In 2000 and 2003, Richter acted for then ATSIC chairman Geoff Clark.

In 2002 Richter acted for Ray Williams in the HIH Insurance Royal Commission and the inter-related court cases.

In 2005, Richter successfully defended Melbourne underworld crime figure Mick Gatto against the charge of murdering suspected underworld hitman Andrew Veniamin.

In 2009, Richter successfully defended Labor minister Theo Theophanous over rape charges. In the same year, Richter represented a high school teacher who pleaded guilty to committing sexual acts against a teenage girl. During the sentencing appeal, Richter argued that the victim was a "drama queen". The appeal was successful, with Richter's client being freed.

In 2015, Richter represented an athletics coach to national champions, with extensive links to one of the country's elite Catholic schools, St Kevin's College, Melbourne Toorak, who was convicted of grooming a child under the age of 16.

In 2016, Richter represented one of the conspirators behind the 2015 Anzac Day Terror Plot, with the conspirator sentenced to seven years imprisonment, for a crime that carries a maximum sentence of life imprisonment. Richter argued that his client's "rehabilitation is in the public interest".

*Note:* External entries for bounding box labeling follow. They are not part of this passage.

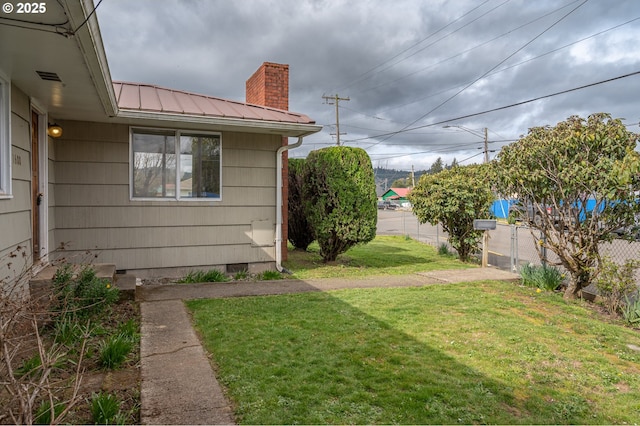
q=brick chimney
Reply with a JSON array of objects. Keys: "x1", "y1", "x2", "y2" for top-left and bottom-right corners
[{"x1": 246, "y1": 62, "x2": 289, "y2": 260}]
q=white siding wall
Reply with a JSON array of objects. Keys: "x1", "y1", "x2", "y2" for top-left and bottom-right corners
[
  {"x1": 51, "y1": 122, "x2": 281, "y2": 275},
  {"x1": 0, "y1": 86, "x2": 32, "y2": 282}
]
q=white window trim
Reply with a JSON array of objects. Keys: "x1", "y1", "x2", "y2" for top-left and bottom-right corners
[
  {"x1": 129, "y1": 127, "x2": 222, "y2": 203},
  {"x1": 0, "y1": 74, "x2": 13, "y2": 199}
]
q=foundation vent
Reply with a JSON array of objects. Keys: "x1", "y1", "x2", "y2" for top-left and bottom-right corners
[{"x1": 36, "y1": 71, "x2": 62, "y2": 83}]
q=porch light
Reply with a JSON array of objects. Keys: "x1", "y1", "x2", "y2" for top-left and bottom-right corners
[{"x1": 47, "y1": 123, "x2": 62, "y2": 138}]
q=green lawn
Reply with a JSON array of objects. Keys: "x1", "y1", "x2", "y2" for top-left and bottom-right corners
[
  {"x1": 188, "y1": 282, "x2": 640, "y2": 424},
  {"x1": 283, "y1": 236, "x2": 468, "y2": 279}
]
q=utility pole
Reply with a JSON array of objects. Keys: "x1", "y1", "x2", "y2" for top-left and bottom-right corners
[
  {"x1": 484, "y1": 127, "x2": 489, "y2": 163},
  {"x1": 322, "y1": 94, "x2": 351, "y2": 146}
]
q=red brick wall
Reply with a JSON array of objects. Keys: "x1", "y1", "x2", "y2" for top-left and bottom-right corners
[{"x1": 246, "y1": 62, "x2": 289, "y2": 260}]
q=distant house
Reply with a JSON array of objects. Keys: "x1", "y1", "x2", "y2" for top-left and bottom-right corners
[
  {"x1": 382, "y1": 188, "x2": 411, "y2": 204},
  {"x1": 0, "y1": 0, "x2": 321, "y2": 282}
]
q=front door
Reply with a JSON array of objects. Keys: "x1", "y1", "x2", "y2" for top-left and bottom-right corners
[{"x1": 31, "y1": 111, "x2": 43, "y2": 263}]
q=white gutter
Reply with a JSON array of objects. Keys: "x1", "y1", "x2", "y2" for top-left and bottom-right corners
[{"x1": 276, "y1": 136, "x2": 303, "y2": 272}]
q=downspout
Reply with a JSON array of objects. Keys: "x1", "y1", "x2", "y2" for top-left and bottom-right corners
[{"x1": 276, "y1": 136, "x2": 303, "y2": 274}]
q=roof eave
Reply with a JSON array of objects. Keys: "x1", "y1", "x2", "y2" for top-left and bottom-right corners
[
  {"x1": 117, "y1": 108, "x2": 322, "y2": 137},
  {"x1": 65, "y1": 0, "x2": 118, "y2": 117}
]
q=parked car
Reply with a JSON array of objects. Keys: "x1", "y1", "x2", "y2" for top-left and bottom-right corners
[{"x1": 509, "y1": 200, "x2": 559, "y2": 226}]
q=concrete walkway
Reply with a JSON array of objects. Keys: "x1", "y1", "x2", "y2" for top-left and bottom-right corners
[{"x1": 136, "y1": 268, "x2": 520, "y2": 424}]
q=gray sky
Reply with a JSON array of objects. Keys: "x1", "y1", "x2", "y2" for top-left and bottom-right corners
[{"x1": 94, "y1": 0, "x2": 640, "y2": 170}]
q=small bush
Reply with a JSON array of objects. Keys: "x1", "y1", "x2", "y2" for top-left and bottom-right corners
[
  {"x1": 98, "y1": 334, "x2": 133, "y2": 370},
  {"x1": 14, "y1": 354, "x2": 42, "y2": 377},
  {"x1": 178, "y1": 269, "x2": 229, "y2": 284},
  {"x1": 91, "y1": 392, "x2": 122, "y2": 425},
  {"x1": 118, "y1": 319, "x2": 138, "y2": 341},
  {"x1": 233, "y1": 269, "x2": 249, "y2": 281},
  {"x1": 54, "y1": 315, "x2": 87, "y2": 346},
  {"x1": 622, "y1": 293, "x2": 640, "y2": 326},
  {"x1": 520, "y1": 264, "x2": 564, "y2": 291},
  {"x1": 53, "y1": 264, "x2": 120, "y2": 316},
  {"x1": 438, "y1": 243, "x2": 451, "y2": 256},
  {"x1": 594, "y1": 258, "x2": 640, "y2": 314},
  {"x1": 33, "y1": 400, "x2": 65, "y2": 425},
  {"x1": 258, "y1": 271, "x2": 283, "y2": 281}
]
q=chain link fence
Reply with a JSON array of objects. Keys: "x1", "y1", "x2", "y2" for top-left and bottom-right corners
[{"x1": 378, "y1": 210, "x2": 640, "y2": 285}]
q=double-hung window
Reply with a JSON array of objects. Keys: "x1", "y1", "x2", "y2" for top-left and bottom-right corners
[
  {"x1": 131, "y1": 128, "x2": 222, "y2": 200},
  {"x1": 0, "y1": 75, "x2": 11, "y2": 198}
]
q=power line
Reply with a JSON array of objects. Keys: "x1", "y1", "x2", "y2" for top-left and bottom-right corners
[
  {"x1": 322, "y1": 94, "x2": 351, "y2": 146},
  {"x1": 374, "y1": 0, "x2": 589, "y2": 145},
  {"x1": 380, "y1": 16, "x2": 640, "y2": 112},
  {"x1": 356, "y1": 0, "x2": 581, "y2": 94},
  {"x1": 348, "y1": 71, "x2": 640, "y2": 146},
  {"x1": 339, "y1": 0, "x2": 490, "y2": 90}
]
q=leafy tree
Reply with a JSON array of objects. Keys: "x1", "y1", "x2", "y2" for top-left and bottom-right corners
[
  {"x1": 391, "y1": 178, "x2": 410, "y2": 188},
  {"x1": 302, "y1": 146, "x2": 378, "y2": 262},
  {"x1": 287, "y1": 158, "x2": 315, "y2": 250},
  {"x1": 409, "y1": 165, "x2": 494, "y2": 262},
  {"x1": 496, "y1": 113, "x2": 640, "y2": 298}
]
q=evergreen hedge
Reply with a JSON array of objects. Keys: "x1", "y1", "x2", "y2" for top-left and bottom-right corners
[
  {"x1": 287, "y1": 158, "x2": 315, "y2": 250},
  {"x1": 302, "y1": 146, "x2": 378, "y2": 262}
]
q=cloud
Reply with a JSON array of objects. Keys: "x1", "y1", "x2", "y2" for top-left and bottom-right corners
[{"x1": 98, "y1": 0, "x2": 640, "y2": 169}]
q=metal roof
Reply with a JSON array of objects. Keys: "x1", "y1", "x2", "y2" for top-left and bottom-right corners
[{"x1": 113, "y1": 81, "x2": 315, "y2": 124}]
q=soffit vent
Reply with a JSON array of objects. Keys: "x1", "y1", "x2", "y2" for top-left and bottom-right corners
[{"x1": 36, "y1": 71, "x2": 62, "y2": 83}]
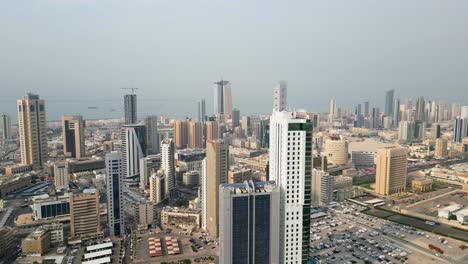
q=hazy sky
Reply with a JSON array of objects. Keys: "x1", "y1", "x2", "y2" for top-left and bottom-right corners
[{"x1": 0, "y1": 0, "x2": 468, "y2": 119}]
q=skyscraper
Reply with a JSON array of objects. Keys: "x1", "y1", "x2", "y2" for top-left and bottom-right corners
[
  {"x1": 188, "y1": 121, "x2": 204, "y2": 148},
  {"x1": 174, "y1": 120, "x2": 189, "y2": 148},
  {"x1": 69, "y1": 189, "x2": 101, "y2": 241},
  {"x1": 269, "y1": 112, "x2": 313, "y2": 263},
  {"x1": 197, "y1": 99, "x2": 206, "y2": 122},
  {"x1": 232, "y1": 108, "x2": 240, "y2": 128},
  {"x1": 17, "y1": 93, "x2": 48, "y2": 170},
  {"x1": 106, "y1": 151, "x2": 125, "y2": 236},
  {"x1": 375, "y1": 147, "x2": 408, "y2": 195},
  {"x1": 121, "y1": 125, "x2": 147, "y2": 184},
  {"x1": 273, "y1": 81, "x2": 288, "y2": 112},
  {"x1": 124, "y1": 94, "x2": 138, "y2": 124},
  {"x1": 385, "y1": 90, "x2": 396, "y2": 116},
  {"x1": 2, "y1": 113, "x2": 11, "y2": 139},
  {"x1": 202, "y1": 140, "x2": 229, "y2": 237},
  {"x1": 328, "y1": 99, "x2": 336, "y2": 125},
  {"x1": 214, "y1": 80, "x2": 232, "y2": 118},
  {"x1": 145, "y1": 115, "x2": 160, "y2": 155},
  {"x1": 62, "y1": 115, "x2": 86, "y2": 158},
  {"x1": 161, "y1": 138, "x2": 176, "y2": 197},
  {"x1": 219, "y1": 181, "x2": 280, "y2": 264}
]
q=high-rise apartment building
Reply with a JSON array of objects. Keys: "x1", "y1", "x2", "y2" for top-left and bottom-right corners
[
  {"x1": 232, "y1": 108, "x2": 240, "y2": 128},
  {"x1": 121, "y1": 124, "x2": 147, "y2": 184},
  {"x1": 205, "y1": 121, "x2": 219, "y2": 142},
  {"x1": 197, "y1": 99, "x2": 206, "y2": 122},
  {"x1": 124, "y1": 94, "x2": 138, "y2": 124},
  {"x1": 145, "y1": 115, "x2": 160, "y2": 155},
  {"x1": 1, "y1": 113, "x2": 11, "y2": 139},
  {"x1": 188, "y1": 121, "x2": 204, "y2": 148},
  {"x1": 106, "y1": 151, "x2": 125, "y2": 236},
  {"x1": 312, "y1": 169, "x2": 334, "y2": 206},
  {"x1": 214, "y1": 80, "x2": 232, "y2": 118},
  {"x1": 174, "y1": 120, "x2": 189, "y2": 148},
  {"x1": 434, "y1": 138, "x2": 448, "y2": 159},
  {"x1": 202, "y1": 140, "x2": 229, "y2": 237},
  {"x1": 269, "y1": 112, "x2": 313, "y2": 263},
  {"x1": 70, "y1": 189, "x2": 103, "y2": 240},
  {"x1": 17, "y1": 93, "x2": 48, "y2": 170},
  {"x1": 62, "y1": 115, "x2": 86, "y2": 158},
  {"x1": 149, "y1": 171, "x2": 166, "y2": 204},
  {"x1": 161, "y1": 138, "x2": 176, "y2": 197},
  {"x1": 385, "y1": 90, "x2": 397, "y2": 116},
  {"x1": 325, "y1": 136, "x2": 348, "y2": 165},
  {"x1": 375, "y1": 147, "x2": 408, "y2": 195},
  {"x1": 219, "y1": 181, "x2": 280, "y2": 264},
  {"x1": 273, "y1": 81, "x2": 288, "y2": 112}
]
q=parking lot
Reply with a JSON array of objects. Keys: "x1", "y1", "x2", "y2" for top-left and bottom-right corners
[{"x1": 310, "y1": 203, "x2": 468, "y2": 264}]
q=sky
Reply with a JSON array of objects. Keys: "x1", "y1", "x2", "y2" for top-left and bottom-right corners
[{"x1": 0, "y1": 0, "x2": 468, "y2": 119}]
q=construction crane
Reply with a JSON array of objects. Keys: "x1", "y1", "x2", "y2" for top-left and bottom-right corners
[{"x1": 120, "y1": 88, "x2": 138, "y2": 94}]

In 2017, Richter intervened in the case of Susan Neill-Fraser, who was convicted in 2010 of the murder of Bob Chappell, meeting with Tasmanian Premier Will Hodgman to call for an independent inquiry.

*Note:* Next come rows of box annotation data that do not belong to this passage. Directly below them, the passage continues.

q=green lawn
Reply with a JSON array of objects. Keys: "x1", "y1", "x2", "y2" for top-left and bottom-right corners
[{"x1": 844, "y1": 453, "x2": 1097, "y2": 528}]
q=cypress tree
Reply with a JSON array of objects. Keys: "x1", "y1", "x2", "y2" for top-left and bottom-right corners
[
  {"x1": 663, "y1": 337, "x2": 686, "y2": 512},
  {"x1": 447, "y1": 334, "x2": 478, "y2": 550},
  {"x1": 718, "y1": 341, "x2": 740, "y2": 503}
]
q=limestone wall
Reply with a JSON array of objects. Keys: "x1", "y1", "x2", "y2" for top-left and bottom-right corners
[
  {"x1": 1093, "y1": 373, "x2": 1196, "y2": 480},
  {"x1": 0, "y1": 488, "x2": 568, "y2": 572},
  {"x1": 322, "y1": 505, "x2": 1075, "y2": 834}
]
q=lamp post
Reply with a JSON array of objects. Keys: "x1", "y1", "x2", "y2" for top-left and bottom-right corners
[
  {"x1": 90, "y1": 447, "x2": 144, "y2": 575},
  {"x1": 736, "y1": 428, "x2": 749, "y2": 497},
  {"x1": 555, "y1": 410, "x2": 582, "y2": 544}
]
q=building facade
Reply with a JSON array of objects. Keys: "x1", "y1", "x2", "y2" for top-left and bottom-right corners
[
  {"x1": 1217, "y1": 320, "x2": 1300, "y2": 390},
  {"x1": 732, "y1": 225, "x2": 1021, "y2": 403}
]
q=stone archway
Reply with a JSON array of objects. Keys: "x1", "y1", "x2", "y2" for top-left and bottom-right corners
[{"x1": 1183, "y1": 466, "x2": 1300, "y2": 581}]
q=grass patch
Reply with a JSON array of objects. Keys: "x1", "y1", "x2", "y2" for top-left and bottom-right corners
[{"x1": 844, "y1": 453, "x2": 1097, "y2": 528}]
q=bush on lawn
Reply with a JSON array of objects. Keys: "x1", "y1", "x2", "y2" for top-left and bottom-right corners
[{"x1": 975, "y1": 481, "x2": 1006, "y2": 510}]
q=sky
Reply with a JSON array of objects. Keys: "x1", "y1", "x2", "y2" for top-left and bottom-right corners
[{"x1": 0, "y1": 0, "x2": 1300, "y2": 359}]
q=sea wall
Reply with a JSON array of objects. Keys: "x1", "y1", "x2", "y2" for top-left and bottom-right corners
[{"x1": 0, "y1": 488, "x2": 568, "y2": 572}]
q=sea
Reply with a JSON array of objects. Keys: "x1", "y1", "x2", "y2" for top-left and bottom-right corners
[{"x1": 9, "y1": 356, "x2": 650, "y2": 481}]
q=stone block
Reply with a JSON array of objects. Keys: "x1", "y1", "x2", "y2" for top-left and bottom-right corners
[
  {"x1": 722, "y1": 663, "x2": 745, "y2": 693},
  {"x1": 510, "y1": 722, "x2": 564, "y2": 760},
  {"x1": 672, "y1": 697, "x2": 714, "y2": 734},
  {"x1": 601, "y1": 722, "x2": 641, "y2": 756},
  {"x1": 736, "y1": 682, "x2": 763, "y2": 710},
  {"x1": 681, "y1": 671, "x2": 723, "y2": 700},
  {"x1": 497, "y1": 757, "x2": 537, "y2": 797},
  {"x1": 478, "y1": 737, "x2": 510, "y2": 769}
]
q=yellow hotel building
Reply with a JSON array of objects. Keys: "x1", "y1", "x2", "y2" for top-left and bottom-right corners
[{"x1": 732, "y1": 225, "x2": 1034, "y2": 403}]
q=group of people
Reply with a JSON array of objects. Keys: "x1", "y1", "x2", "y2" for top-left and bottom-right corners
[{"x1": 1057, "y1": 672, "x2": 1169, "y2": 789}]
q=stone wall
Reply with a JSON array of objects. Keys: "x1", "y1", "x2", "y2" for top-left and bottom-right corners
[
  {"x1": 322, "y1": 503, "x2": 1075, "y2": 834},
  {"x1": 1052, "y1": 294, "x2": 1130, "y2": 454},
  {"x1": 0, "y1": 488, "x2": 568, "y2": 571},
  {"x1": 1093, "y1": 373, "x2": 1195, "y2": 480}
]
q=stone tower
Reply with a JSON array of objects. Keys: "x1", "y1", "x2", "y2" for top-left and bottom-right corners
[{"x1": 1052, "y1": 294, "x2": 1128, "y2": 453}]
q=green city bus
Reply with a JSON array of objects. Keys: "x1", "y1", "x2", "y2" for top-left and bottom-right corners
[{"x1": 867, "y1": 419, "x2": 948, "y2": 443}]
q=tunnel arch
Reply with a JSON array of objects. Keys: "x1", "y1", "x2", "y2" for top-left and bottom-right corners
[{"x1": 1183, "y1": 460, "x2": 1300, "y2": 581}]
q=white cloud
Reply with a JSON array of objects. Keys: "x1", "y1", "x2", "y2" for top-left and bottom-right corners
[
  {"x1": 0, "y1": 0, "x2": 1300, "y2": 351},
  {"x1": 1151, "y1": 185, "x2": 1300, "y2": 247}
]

In 2017, Richter was retained by Cardinal George Pell after Pell was charged by Victoria Police in relation to multiple allegations of historical child sexual abuse. At Pell's 2019 sentencing hearing, Richter said that the case was "no more than a plain vanilla sexual penetration case where the child is not actively participating". He later issued a written apology for making the statement. Bret Walker
replaced Richter as Pell's lead counsel for his subsequent appeal.

Richter announced on 24 February 2021 that he would be lead counsel for Susan Neill-Fraser on her subsequent appeal before the Supreme Court of Tasmania.

In June 2021, he acted for Witness K before the ACT Supreme Court, arguing that the former spy should not be convicted.

In 2021, he represented I Cook Foods at the High Court of Australia in a scandal named "slug gate" and won the case in 2023.

==Personal life and views ==
Richter has been described as a "progressive atheist".

== Portrait unveiling ==
A portrait of Robert Richter KC and Philip Dunn KC, painted by artist Ralph Heimans, was unveiled in 2023 and is displayed at the Victorian Bar in Melbourne, in tribute to their combined contributions to the legal profession.